Selon le dernier bilan de l’Ifremer, seuls 56 % des poissons débarqués en France proviennent de populations gérées durablement. Un chiffre en stagnation depuis cinq ans, alors que le réchauffement climatique fragilise même les espèces réputées en bon état.
Le constat dressé par l’Ifremer dans son bilan annuel 2024 est sans appel : la pêche durable n’avance plus en France. Sur les 347 000 tonnes de poissons débarqués en 2022, à peine plus d’un sur deux (56 %) provient de populations exploitées au « rendement maximum durable ». Une proportion qui avait pourtant fortement progressé au cours des décennies précédentes, passant de 18 % en 2000 à plus de 50 % en 2017, avant de se figer. L’objectif fixé par l’Union européenne, qui visait 100 % de pêche durable en 2020, apparaît désormais hors de portée.
Cette stagnation s’explique en partie par le maintien d’une situation critique pour certaines espèces. Environ 20 % des débarquements proviennent encore de populations surexploitées, et 2 % de populations effondrées, à l’image du merlu méditerranéen ou du cabillaud de mer du Nord. À cela s’ajoute un angle mort scientifique : 22 % des stocks restent non évalués, faute de données suffisantes, la flotte française capturant près de 340 espèces, dont la moitié en volumes très réduits.

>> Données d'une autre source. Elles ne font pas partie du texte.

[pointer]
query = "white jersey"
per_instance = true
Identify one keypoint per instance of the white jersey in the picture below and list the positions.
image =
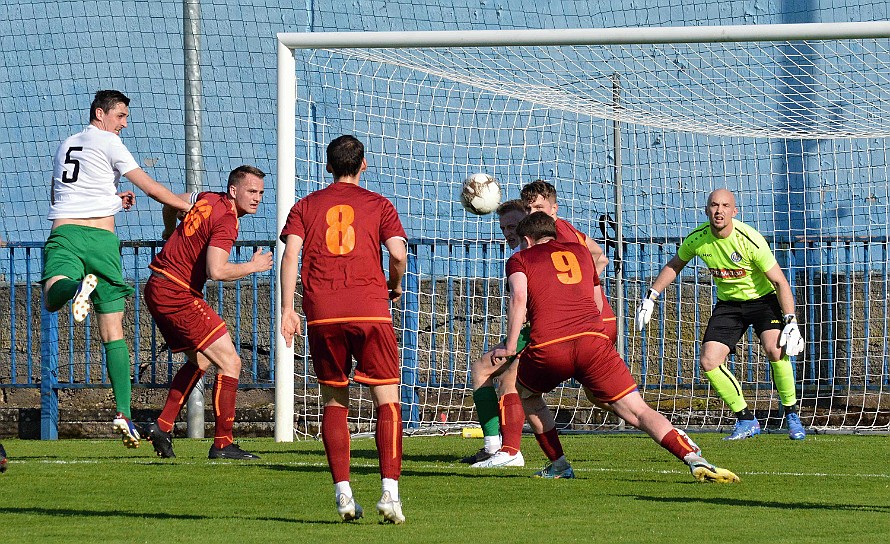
(86, 171)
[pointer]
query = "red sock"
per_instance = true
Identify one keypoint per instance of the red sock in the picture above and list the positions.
(335, 436)
(224, 391)
(180, 388)
(550, 443)
(388, 437)
(512, 418)
(679, 444)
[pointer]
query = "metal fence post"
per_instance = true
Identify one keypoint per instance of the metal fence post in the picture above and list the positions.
(411, 321)
(49, 374)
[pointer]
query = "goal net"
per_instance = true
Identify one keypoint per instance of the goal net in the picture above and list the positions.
(634, 127)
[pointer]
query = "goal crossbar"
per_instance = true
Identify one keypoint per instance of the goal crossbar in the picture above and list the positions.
(586, 36)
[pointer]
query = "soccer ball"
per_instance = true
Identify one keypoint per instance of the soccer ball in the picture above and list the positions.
(480, 194)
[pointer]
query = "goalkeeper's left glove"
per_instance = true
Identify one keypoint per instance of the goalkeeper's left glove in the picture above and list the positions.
(644, 312)
(791, 339)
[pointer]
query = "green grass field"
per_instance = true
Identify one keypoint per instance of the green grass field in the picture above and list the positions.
(828, 488)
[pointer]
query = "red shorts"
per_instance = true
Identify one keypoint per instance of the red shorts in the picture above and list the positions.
(609, 320)
(332, 347)
(186, 321)
(589, 358)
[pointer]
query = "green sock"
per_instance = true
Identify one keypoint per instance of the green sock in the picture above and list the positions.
(117, 360)
(486, 400)
(61, 292)
(727, 387)
(783, 377)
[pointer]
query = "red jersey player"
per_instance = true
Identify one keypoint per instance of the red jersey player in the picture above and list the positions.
(198, 250)
(503, 451)
(549, 284)
(346, 301)
(540, 196)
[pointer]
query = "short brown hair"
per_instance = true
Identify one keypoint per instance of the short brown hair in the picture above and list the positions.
(514, 205)
(345, 156)
(537, 225)
(537, 188)
(237, 175)
(106, 101)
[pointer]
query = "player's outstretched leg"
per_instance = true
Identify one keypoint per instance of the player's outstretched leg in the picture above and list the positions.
(81, 305)
(225, 389)
(486, 400)
(512, 418)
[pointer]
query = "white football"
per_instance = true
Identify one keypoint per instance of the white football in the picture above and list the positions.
(480, 194)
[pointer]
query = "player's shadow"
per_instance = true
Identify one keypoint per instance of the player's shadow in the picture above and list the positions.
(748, 503)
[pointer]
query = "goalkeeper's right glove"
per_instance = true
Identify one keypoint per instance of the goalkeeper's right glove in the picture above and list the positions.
(647, 306)
(790, 338)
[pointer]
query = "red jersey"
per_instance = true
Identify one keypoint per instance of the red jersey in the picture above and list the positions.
(343, 227)
(560, 293)
(566, 232)
(212, 221)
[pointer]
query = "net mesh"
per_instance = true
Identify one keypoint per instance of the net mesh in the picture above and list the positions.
(798, 130)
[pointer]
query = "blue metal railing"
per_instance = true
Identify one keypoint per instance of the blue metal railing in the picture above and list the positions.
(452, 312)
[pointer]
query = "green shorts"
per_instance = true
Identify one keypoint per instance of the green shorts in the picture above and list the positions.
(74, 251)
(524, 337)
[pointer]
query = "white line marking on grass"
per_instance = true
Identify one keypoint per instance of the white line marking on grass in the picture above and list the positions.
(796, 474)
(444, 468)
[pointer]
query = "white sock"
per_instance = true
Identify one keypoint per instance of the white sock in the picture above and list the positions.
(492, 443)
(392, 486)
(342, 488)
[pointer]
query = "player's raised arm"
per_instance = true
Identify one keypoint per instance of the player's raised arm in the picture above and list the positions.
(290, 320)
(398, 263)
(157, 191)
(171, 214)
(790, 338)
(600, 261)
(220, 269)
(665, 277)
(517, 310)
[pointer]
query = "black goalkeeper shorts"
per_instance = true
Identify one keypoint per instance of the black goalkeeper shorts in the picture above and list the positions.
(731, 318)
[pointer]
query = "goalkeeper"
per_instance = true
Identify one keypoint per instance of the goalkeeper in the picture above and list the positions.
(751, 290)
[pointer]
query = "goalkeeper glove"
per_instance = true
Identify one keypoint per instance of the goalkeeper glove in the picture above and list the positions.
(790, 338)
(644, 312)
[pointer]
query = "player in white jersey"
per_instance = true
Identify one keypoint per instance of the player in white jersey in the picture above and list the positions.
(82, 253)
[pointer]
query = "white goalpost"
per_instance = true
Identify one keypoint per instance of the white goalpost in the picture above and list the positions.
(634, 127)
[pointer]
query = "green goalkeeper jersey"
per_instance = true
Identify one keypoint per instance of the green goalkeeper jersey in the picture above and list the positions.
(737, 263)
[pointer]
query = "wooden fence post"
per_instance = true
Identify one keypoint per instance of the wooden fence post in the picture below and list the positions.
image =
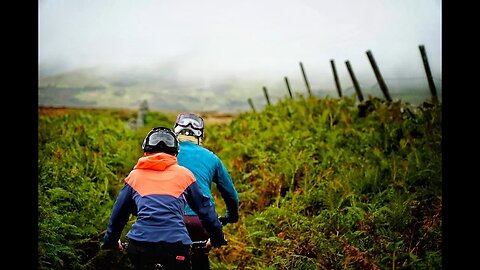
(288, 87)
(251, 105)
(431, 84)
(306, 80)
(355, 82)
(335, 76)
(379, 77)
(266, 95)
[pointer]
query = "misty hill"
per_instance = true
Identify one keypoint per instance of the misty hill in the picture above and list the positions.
(166, 90)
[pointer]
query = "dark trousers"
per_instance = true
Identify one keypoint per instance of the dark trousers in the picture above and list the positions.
(197, 233)
(171, 256)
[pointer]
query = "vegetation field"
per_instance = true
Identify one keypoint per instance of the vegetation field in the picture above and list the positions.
(324, 183)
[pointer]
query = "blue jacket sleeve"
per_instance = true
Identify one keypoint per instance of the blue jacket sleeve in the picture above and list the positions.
(225, 186)
(123, 207)
(205, 210)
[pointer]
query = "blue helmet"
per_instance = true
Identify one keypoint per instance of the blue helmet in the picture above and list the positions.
(189, 124)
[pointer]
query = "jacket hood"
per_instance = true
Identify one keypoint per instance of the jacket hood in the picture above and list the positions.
(156, 161)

Mais le défi majeur réside désormais dans l’impact du changement climatique. Certaines espèces pourtant bien gérées voient leurs effectifs diminuer, comme la sole du golfe de Gascogne ou le hareng de mer du Nord. Les scientifiques observent notamment un phénomène préoccupant : la désynchronisation entre l’éclosion des larves et l’abondance du zooplancton, leur nourriture principale. Une rupture qui menace directement le renouvellement de ces populations. « Le recrutement des jeunes poissons est inférieur à ce que l’on attendrait au vu de stocks en bon état », explique Clara Ulrich, coordinatrice des expertises halieutiques à l’Ifremer.

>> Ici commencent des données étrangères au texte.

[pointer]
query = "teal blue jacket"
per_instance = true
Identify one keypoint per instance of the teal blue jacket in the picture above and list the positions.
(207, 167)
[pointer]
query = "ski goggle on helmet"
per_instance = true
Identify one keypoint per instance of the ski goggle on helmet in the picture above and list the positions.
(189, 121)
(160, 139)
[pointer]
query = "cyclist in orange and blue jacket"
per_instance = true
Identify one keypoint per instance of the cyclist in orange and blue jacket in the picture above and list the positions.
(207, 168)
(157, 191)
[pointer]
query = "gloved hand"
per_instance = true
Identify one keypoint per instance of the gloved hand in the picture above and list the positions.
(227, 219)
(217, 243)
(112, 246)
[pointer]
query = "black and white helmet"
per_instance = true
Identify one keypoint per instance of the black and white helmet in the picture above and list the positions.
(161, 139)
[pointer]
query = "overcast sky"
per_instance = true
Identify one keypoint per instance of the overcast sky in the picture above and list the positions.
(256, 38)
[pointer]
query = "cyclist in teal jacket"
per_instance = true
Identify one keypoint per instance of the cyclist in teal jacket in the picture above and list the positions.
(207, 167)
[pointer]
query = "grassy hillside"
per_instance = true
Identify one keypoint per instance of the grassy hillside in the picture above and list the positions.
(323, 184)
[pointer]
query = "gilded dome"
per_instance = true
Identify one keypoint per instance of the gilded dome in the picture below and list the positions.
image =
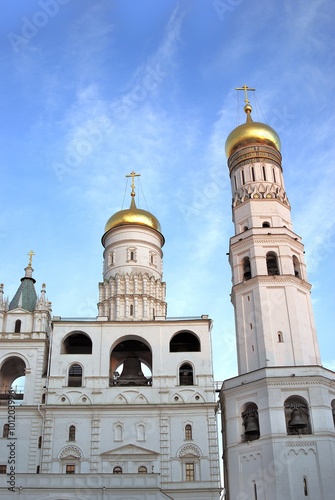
(133, 215)
(250, 133)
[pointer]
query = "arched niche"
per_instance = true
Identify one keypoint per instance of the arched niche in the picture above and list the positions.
(76, 342)
(185, 341)
(297, 415)
(131, 362)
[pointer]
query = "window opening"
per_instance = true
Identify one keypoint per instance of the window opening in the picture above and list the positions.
(272, 264)
(189, 468)
(70, 469)
(305, 487)
(186, 374)
(264, 173)
(72, 433)
(75, 376)
(188, 432)
(274, 175)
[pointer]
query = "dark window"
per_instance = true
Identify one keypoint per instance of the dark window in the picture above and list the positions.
(189, 469)
(5, 431)
(186, 374)
(188, 432)
(75, 376)
(70, 469)
(72, 433)
(272, 264)
(77, 343)
(184, 342)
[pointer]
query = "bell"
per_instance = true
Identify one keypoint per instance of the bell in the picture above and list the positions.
(251, 426)
(297, 421)
(132, 373)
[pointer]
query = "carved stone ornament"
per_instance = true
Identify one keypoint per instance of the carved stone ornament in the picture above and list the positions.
(71, 451)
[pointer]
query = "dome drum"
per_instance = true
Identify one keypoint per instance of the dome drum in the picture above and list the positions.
(254, 153)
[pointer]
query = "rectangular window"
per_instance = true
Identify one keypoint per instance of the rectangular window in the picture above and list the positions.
(70, 469)
(189, 467)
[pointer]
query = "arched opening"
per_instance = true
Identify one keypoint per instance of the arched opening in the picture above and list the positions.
(75, 378)
(188, 432)
(297, 416)
(272, 264)
(72, 433)
(296, 267)
(186, 374)
(77, 343)
(333, 410)
(246, 268)
(184, 341)
(250, 422)
(131, 363)
(12, 377)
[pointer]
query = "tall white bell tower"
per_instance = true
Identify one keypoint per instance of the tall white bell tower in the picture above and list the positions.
(278, 426)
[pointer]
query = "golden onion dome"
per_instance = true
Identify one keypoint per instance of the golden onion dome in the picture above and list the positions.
(133, 216)
(250, 133)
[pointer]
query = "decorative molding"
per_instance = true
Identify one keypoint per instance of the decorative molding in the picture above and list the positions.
(71, 452)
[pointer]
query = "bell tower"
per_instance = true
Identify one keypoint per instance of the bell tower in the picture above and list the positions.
(277, 413)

Les disparités régionales soulignent l’ampleur du défi. La Méditerranée reste la zone la plus critique avec seulement 36,5 % de volumes issus de populations durables. La mer du Nord et l’est de la Manche affichent en revanche des résultats encourageants, dépassant les 63 %. Le golfe de Gascogne, lui, se détériore depuis 2010, miné notamment par la situation de la sardine.
À l’échelle mondiale, la tendance est tout aussi préoccupante : selon la FAO, l’agence des Nations unies membre du Forum économique mondial, la part de pêche durable est passée de 90 % en 1974 à 64,6 % en 2019. Une donnée d’autant plus sensible en France que 80 % des produits de la mer consommés sont importés. Pour les scientifiques, atteindre un niveau de durabilité total ne suffira plus : il faudra désormais tenir compte des bouleversements écologiques en cours, et adapter en permanence les politiques de gestion.